Ha insegnato Lingua e letteratura araba e Traduzione per molti
anni presso l’Università degli Studi di Milano e l’Università degli
Studi di Pavia.
I suoi principali interessi di ricerca sono il rapporto tra
intellettuali e potere, declinato anche nella variante di genere e la
Critical Discourse Analysis (CDA-F) applicata a testi in lingua
araba.
E’ membro del comitato scientifico del SIMREF, Seminario
Interdisciplinar de Metodologia de Recerca Feminista
dell’Università di Tarragona per il quale conduce moduli di
epistemologia della ricerca sul mondo arabo musulmano; e del
comitato scientifico internazionale della rivista Komunikatjia i
Kultura dell’Università di Belgrado; collabora con diverse riviste
specialistiche internazionali. E’ autrice di numerose pubblicazioni
monografiche e articoli, anche in lingua araba.

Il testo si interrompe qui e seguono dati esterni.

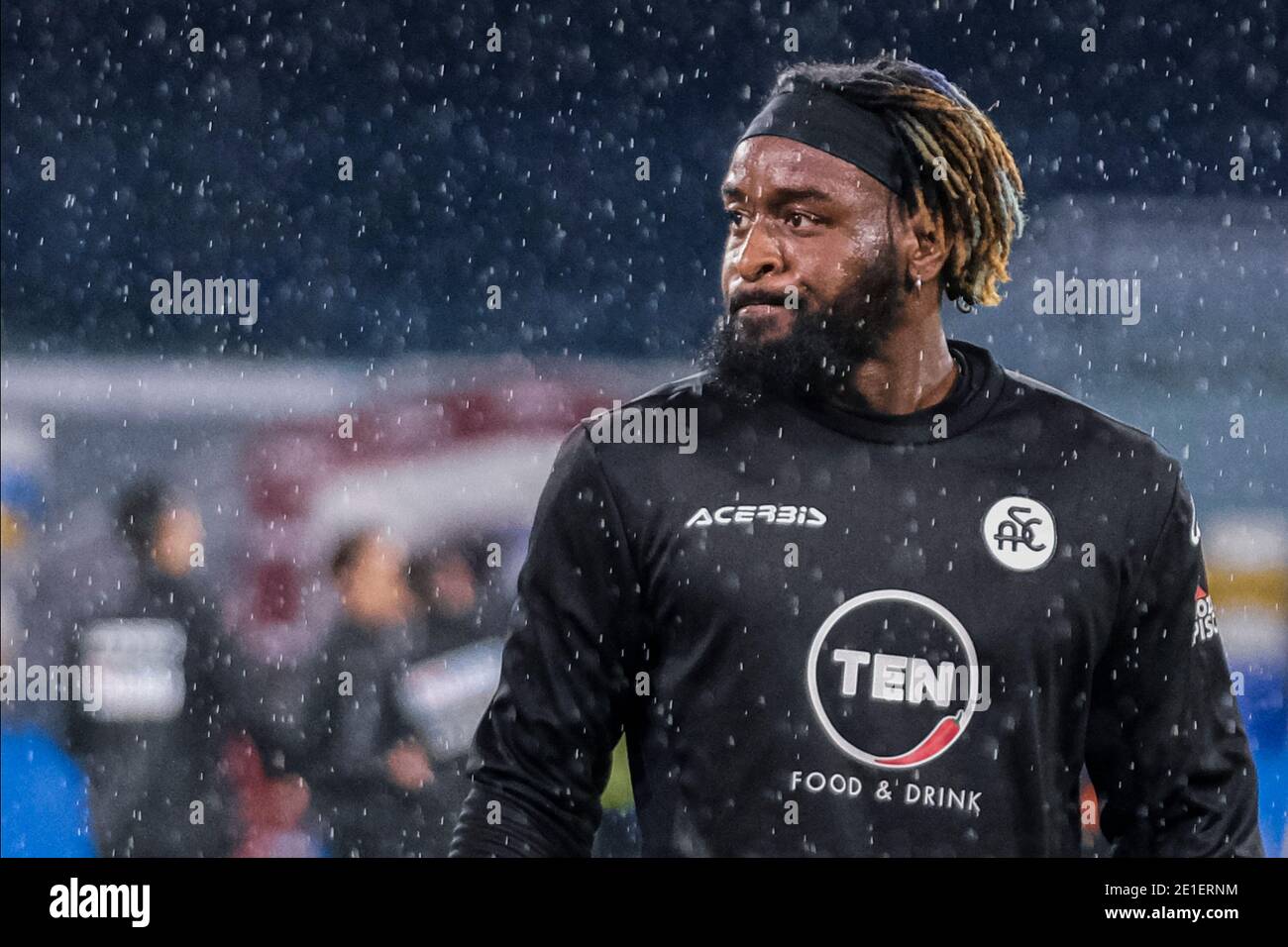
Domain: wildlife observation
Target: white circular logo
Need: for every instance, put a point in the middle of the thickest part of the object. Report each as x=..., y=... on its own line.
x=1020, y=532
x=893, y=678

Nel 2008 è stata insignita del Premio Internazionale Benhadūga
per la traduzione dall’arabo; nel 2010 del Custodian of the Two
Holy Mosques King Abdullah International Prize for Translation e
nel 2011 del titolo di Teologa Honoris Causa dal CTI,
Coordinamento Teologhe Italiane.
Ha un blog che si occupa di quanto pubblicato sul mondo arabo
musulmano: www.letturearabe.altervista.org.